How would a library board walk back having taken such a position?  Ideally, very quickly and decisively, with confidential legal advice from their local attorney[3].  This is because in and of itself, such a ban might not be enough to trigger legal action...rather like how just vodka isn't enough to make a martini.  But who knows when the vermouth will show up?

That said, if a board is at this point (and especially if the library director and staff are watching, without being consulted[4]), even after serious consideration of a such a policy or directive, change is possible

After all, each and every library trustee and employee in New York (and even their lawyers) can always learn more about the New York Human Rights Law,[5] federal civil rights law, and perhaps even the protections in their municipality.

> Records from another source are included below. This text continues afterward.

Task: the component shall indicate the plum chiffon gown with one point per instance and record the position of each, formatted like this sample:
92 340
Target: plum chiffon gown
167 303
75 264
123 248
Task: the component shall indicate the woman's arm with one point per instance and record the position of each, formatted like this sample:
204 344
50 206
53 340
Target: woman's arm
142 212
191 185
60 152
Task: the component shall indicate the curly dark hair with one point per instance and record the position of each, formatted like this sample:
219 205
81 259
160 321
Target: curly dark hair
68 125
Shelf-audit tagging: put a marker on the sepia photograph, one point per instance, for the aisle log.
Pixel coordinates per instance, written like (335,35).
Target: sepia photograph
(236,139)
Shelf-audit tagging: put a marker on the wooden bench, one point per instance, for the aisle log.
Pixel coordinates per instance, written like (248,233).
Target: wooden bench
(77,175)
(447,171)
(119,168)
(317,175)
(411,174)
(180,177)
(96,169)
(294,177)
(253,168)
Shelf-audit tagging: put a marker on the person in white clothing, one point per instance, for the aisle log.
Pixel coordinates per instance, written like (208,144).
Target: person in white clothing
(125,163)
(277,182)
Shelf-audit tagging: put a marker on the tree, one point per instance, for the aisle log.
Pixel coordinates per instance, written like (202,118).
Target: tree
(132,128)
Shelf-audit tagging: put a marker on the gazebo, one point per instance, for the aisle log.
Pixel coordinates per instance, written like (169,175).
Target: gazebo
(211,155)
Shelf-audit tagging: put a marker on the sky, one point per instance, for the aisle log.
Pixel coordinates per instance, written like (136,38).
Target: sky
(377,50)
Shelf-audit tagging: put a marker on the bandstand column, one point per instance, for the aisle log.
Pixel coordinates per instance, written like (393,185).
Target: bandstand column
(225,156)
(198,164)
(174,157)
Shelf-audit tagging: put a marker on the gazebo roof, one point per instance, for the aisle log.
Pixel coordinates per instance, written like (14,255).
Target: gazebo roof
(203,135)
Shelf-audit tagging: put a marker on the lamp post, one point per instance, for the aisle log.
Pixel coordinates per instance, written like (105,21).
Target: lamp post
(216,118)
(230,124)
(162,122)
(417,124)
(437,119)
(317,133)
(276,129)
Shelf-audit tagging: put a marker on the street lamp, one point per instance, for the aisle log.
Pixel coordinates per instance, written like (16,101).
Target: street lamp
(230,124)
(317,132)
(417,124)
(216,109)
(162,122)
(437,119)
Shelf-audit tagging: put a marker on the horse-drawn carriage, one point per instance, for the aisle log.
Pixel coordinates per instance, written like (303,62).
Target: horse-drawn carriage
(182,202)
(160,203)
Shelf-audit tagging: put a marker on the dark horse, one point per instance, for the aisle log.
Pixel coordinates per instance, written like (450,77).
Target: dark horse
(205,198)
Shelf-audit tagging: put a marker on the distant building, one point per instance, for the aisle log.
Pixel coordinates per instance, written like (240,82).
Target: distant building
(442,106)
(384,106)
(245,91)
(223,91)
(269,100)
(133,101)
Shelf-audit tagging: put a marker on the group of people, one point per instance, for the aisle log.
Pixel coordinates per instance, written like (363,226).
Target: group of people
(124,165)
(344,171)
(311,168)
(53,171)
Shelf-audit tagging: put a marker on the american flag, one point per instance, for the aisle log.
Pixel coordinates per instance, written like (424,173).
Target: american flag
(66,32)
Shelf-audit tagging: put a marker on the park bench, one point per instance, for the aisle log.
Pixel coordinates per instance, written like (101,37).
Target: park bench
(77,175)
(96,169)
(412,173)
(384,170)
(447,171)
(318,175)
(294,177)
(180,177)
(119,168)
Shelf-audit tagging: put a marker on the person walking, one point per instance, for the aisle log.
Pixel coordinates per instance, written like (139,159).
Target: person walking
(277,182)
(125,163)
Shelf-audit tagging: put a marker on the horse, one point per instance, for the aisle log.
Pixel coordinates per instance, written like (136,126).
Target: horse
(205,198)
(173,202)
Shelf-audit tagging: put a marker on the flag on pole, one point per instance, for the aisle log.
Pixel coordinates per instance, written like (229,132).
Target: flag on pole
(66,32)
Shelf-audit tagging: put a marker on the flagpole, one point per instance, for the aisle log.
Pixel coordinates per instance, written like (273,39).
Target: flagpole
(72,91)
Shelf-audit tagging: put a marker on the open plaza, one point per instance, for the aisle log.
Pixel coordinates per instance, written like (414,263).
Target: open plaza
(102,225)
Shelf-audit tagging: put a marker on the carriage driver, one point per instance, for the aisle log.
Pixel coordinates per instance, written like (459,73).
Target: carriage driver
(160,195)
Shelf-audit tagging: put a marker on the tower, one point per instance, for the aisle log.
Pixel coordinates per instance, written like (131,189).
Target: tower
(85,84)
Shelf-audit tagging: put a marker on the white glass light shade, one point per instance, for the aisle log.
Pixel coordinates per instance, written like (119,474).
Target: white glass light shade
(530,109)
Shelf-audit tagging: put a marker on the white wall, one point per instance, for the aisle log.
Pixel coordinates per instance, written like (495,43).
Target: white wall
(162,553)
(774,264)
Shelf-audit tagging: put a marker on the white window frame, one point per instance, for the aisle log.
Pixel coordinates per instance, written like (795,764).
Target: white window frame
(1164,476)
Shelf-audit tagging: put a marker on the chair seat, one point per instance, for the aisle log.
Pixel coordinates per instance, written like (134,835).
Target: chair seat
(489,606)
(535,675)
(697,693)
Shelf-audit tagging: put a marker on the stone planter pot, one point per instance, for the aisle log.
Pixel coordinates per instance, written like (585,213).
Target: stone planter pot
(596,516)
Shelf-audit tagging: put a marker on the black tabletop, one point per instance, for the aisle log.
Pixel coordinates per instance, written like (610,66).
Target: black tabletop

And public libraries are there to enable learning by everybody.

Everybody.

 


[1] In New York, that includes: race, creed, color, national origin, sexual orientation, gender identity or expression, military status, sex, disability, marital status, or status as a victim of domestic violence.

[2] https://www.nysenate.gov/legislation/laws/EXC/296 This links brings the reader to a partial list of barred discriminatory actions.  Here is an excerpt (in other words, there's more): " 2. (a) It shall be an unlawful discriminatory practice for any person, being the owner, lessee, proprietor, manager, superintendent, agent or employee of any place of public accommodation, resort or amusement,
because of the race, creed, color, national origin, sexual orientation, gender identity or expression, military status, sex, disability, marital status, or status as a victim of domestic violence, of any person, directly or indirectly, to refuse, withhold from or deny to such person any of the accommodations, advantages, facilities or privileges thereof, including the extension of credit, or, directly or indirectly, to publish, circulate, issue, display, post or mail any written or printed communication, notice or advertisement, to the effect that any of the accommodations, advantages, facilities and privileges of any such place shall be refused, withheld from or denied to any person on account of race, creed, color, national origin, sexual orientation, gender identity or expression, military status, sex, disability or marital status, or that the patronage or custom thereat of any person of or purporting to be of any particular race, creed, color, national origin, sexual orientation, gender identity or expression, military status, sex or marital status, or having a disability is unwelcome, objectionable or not acceptable, desired or solicited.

[3] And perhaps a check-in with their "directors and officers" insurance carrier.

[4] This type of issue is part of why the author consistently recommends trustees be trained on non-discrimination policies (including sexual harassment).